I have a large CSV file with a lot of variables (100+). I have read them in with a data step, but all of the missing values are reading in as empty strings.
For example:
proc means data=mydata nmiss;
run;
returns 0 for every variable, which is not the case. How can I read in these empty strings (which may be 1 or more spaces) in as missing in the data step for every variable? I have tried a few things, but nothing even comes close enough to mention. I have seen options to replace missing values with strings, but no documentation to go the other way. Do I need to address each variable individually, or is there a quicker way?
Run the following and post the log and output please.
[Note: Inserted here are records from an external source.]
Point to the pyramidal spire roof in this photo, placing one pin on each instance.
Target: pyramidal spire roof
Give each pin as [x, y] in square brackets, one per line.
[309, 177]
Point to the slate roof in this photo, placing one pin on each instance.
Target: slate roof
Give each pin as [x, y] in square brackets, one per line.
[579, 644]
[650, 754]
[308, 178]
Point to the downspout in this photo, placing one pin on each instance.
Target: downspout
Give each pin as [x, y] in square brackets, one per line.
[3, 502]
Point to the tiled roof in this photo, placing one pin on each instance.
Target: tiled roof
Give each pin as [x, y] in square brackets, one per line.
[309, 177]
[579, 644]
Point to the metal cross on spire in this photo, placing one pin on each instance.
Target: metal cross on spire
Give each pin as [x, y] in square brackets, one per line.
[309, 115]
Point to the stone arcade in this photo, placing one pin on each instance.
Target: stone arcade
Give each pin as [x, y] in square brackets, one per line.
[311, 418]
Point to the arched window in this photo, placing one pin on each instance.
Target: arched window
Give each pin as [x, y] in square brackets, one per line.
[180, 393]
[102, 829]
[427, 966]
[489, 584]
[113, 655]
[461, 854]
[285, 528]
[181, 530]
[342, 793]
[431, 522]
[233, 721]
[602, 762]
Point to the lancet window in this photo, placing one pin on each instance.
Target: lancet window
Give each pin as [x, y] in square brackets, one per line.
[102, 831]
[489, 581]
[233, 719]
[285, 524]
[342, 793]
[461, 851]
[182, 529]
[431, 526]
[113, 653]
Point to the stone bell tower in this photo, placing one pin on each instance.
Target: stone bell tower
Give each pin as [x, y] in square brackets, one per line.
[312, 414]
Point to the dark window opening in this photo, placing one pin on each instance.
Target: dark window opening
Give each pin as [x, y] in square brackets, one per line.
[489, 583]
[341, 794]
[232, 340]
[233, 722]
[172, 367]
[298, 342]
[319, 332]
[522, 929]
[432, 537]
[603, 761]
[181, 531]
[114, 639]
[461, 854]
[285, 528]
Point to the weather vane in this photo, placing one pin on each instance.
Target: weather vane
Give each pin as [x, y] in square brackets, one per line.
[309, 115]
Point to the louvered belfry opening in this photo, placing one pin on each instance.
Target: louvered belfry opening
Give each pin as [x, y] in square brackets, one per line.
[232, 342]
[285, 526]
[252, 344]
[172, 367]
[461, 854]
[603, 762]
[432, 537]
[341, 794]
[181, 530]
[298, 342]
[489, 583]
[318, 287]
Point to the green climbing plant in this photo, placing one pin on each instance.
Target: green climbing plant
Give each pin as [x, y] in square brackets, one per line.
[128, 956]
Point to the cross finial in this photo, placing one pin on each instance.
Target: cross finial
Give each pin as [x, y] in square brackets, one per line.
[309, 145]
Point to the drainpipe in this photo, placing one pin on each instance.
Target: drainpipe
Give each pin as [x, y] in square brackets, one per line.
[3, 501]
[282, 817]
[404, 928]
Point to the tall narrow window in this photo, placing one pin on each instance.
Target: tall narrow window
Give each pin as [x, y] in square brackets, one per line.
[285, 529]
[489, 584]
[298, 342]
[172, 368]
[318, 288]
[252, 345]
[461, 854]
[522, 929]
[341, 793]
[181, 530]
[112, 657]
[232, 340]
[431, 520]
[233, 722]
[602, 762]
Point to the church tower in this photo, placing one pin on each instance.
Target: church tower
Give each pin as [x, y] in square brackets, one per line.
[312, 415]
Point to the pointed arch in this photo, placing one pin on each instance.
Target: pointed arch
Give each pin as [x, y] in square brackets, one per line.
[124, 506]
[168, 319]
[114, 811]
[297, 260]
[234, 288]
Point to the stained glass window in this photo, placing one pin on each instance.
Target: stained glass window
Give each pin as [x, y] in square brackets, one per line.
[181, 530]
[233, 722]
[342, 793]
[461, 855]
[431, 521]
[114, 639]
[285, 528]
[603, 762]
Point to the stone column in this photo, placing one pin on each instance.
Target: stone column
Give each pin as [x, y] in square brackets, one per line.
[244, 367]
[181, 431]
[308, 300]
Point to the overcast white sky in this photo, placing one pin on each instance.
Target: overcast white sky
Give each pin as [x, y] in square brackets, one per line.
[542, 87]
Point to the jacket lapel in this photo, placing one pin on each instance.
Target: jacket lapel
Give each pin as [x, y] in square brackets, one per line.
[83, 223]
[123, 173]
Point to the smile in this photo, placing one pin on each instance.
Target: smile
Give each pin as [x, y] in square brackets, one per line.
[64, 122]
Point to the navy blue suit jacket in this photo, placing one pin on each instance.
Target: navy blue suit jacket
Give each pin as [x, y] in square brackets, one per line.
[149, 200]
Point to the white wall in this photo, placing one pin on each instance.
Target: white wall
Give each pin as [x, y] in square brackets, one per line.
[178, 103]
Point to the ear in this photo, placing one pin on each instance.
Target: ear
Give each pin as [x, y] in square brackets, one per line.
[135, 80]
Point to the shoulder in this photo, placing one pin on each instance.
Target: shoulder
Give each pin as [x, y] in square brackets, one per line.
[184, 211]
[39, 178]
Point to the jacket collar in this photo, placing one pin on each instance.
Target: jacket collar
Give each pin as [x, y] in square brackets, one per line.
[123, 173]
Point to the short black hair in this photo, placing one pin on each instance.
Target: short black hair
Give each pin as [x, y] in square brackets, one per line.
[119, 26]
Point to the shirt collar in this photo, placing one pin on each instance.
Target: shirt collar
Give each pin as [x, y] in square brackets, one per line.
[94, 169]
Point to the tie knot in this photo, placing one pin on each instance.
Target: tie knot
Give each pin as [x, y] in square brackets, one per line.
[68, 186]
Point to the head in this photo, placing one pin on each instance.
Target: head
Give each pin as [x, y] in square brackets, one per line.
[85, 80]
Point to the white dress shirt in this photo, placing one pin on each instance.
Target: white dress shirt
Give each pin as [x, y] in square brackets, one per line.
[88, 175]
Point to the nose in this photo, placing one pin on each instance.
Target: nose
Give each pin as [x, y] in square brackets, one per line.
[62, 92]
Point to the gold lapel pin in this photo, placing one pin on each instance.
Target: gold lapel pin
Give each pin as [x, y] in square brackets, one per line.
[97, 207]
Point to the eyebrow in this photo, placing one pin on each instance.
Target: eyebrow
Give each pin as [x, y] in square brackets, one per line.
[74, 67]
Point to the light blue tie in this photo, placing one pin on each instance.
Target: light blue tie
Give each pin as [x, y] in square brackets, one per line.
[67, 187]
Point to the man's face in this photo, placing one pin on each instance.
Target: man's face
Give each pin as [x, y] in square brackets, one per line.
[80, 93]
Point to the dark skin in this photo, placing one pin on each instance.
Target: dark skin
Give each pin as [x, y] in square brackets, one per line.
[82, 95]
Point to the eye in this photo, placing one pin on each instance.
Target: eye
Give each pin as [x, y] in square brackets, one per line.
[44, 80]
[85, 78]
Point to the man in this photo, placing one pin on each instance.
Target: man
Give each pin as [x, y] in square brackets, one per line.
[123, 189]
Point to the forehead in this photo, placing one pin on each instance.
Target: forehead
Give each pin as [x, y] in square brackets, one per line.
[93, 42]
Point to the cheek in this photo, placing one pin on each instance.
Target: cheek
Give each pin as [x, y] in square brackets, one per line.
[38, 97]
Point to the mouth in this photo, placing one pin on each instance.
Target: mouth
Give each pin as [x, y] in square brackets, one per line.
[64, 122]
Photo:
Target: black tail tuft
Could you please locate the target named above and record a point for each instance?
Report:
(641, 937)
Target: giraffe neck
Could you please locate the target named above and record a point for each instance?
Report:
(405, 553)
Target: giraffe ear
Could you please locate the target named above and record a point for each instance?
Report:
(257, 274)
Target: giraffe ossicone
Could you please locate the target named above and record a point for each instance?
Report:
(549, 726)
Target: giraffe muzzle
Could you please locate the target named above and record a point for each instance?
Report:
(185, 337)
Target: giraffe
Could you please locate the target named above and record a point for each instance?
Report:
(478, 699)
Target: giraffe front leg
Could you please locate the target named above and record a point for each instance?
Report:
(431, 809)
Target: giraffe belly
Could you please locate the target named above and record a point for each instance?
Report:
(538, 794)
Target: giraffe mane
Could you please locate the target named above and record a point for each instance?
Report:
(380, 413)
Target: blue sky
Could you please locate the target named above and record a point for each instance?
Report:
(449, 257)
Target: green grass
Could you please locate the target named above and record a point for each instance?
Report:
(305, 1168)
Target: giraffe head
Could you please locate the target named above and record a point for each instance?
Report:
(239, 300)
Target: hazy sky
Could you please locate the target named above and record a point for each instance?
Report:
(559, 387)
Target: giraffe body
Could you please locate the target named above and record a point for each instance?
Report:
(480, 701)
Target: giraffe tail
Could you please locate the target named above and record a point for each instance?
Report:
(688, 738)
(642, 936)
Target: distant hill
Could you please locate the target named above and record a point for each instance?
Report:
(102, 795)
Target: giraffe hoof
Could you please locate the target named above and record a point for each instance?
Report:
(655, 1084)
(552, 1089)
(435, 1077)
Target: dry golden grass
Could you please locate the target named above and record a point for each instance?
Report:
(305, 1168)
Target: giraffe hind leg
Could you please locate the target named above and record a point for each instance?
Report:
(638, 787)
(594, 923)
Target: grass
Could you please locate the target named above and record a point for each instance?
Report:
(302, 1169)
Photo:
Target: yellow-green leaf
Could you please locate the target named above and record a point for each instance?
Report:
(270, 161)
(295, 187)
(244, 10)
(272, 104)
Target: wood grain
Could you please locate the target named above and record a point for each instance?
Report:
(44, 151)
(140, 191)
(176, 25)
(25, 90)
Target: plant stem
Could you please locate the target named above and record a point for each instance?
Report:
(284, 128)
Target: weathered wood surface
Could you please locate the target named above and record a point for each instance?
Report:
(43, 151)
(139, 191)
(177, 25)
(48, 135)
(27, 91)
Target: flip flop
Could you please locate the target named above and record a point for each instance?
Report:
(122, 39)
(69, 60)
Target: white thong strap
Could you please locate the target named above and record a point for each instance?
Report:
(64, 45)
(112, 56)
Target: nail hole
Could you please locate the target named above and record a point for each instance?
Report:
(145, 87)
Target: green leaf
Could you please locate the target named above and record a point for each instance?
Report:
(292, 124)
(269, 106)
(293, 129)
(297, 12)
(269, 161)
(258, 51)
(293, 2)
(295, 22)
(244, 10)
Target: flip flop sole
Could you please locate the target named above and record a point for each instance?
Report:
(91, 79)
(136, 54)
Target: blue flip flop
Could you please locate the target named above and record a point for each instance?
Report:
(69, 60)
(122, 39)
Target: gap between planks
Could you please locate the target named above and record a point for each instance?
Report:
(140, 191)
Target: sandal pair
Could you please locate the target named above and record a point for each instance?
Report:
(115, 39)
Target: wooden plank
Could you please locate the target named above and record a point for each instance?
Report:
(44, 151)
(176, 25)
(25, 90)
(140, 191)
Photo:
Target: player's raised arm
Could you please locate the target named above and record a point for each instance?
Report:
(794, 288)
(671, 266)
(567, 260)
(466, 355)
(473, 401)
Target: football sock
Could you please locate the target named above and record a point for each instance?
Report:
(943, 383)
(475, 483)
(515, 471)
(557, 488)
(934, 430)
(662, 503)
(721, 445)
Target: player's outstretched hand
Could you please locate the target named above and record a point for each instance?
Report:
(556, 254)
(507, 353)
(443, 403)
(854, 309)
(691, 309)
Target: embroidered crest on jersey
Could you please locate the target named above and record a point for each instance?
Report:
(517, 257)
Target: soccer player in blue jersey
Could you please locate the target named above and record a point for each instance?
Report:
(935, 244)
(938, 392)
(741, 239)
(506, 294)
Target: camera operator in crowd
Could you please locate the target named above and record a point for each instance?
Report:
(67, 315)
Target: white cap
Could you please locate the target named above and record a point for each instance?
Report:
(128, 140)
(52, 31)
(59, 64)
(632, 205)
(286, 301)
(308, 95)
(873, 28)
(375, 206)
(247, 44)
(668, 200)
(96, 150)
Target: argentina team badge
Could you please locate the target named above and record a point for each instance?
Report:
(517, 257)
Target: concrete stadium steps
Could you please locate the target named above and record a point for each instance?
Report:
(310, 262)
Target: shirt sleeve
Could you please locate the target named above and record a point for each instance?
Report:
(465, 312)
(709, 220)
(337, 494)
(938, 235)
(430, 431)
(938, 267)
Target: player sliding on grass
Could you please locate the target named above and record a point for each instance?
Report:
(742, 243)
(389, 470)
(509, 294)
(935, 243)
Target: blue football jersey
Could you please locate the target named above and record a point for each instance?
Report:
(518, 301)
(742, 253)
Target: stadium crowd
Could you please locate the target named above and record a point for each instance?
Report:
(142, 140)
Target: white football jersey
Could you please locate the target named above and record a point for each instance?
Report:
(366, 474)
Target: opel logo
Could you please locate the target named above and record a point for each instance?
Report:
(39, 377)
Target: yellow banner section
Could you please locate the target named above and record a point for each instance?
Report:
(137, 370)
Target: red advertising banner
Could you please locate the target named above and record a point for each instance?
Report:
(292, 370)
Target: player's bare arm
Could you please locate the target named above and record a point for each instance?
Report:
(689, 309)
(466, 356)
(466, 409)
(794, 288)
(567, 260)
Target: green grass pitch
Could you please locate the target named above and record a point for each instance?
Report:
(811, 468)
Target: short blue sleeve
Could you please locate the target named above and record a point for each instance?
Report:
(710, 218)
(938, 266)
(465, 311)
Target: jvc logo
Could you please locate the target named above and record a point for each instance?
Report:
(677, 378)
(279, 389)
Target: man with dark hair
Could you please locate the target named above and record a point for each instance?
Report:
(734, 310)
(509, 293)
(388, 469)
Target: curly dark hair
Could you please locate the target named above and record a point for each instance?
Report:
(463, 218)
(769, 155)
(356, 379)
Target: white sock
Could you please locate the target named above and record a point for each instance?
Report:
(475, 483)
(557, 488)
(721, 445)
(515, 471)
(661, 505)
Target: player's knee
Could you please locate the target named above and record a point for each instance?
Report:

*Formats for missing for character and numeric variables;
proc format;
value $ missfmt ' '="Missing"
other="Not Missing"
;
value nmissfmt . ="Missing"
other="Not Missing"
;
run;
*Run frequency for tables;
ods select none;
ods table onewayfreqs=temp;
proc freq data=capstone.houses;
format _character_ $missfmt.;
format _numeric_ nmissfmt.;
table _all_;
run;
ods select all;
*Format output;
data want;
length variable $32. variable_value $50.;
set temp;
Variable=scan(table, 2);
Variable_Value=strip(trim(vvaluex(variable)));
keep variable variable_value frequency percent cum:;
label variable='Variable'
variable_value='Variable Value';
run;
*Display;
proc print data=want label;
run;
Your probably need to show some of the lines of the CSV file (as TEXT, not photos and definitely NOT after it has been manipulated by Excel or some other spreadsheet type program). Also show the data step you used to read the file. Make sure to use the Insert Code or Insert SAS Code button to get a pop-up window to paste the lines of data or code, respectively.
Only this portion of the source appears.